|Scripps' team targeting drug addiction memories|
The memories addicts have about taking drugs tend to linger as one of the big hurdles in fighting drug addiction, constantly beckoning an addict to re-experience the highs that got him hooked in the first place. But a team of researchers at Scripps' Florida campus set out to find a drug that could selectively extinguish those memories, and just took a big step toward getting a therapy in the clinic.
A couple of years ago the team led by TSRI Associate Professor Courtney Miller concluded that it was possible to specifically shutter an addict's memories about taking drugs by targeting actin, a protein that plays a key role in memory formation. The problem, they explained, is that actin is also needed for a wide variety of biologic functions, and targeting it would likely kill the patient before he was cured.
Now, they say, they believe they found an ideal target: non-muscle myosin II. And they created a new compound--blebbistatin--to act on the target and selectively extinguish drug-related memories.
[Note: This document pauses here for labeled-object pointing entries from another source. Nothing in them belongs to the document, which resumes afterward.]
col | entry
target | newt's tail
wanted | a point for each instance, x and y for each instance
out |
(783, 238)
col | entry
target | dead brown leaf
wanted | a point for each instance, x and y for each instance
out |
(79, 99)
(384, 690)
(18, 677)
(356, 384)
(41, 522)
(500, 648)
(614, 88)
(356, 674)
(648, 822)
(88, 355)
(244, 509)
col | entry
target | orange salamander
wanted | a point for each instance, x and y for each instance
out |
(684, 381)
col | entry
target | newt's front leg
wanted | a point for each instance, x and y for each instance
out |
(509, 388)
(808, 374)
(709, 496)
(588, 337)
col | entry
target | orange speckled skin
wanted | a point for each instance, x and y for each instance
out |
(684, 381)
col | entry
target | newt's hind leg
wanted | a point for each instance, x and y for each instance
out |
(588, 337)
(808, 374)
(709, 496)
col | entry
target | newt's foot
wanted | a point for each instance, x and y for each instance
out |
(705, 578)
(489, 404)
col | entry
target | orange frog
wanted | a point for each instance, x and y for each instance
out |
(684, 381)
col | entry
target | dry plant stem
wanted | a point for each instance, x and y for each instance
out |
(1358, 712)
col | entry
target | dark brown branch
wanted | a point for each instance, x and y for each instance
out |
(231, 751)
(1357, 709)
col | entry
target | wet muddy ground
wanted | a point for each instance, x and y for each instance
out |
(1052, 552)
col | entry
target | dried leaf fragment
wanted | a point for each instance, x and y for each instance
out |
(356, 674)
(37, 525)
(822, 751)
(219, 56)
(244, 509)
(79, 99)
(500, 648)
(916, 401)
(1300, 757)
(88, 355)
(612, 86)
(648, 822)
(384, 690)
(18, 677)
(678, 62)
The drug was recently tested successfully on mouse models for meth addiction, without evidently scrambling other non-drug related memories.
"We now have a viable target and by blocking that target, we can disrupt, and potentially erase, drug memories, leaving other memories intact," said TSRI Associate Professor Courtney Miller. "The hope is that, when combined with traditional rehabilitation and abstinence therapies, we can reduce or eliminate relapse for meth users after a single treatment by taking away the power of an individual's triggers."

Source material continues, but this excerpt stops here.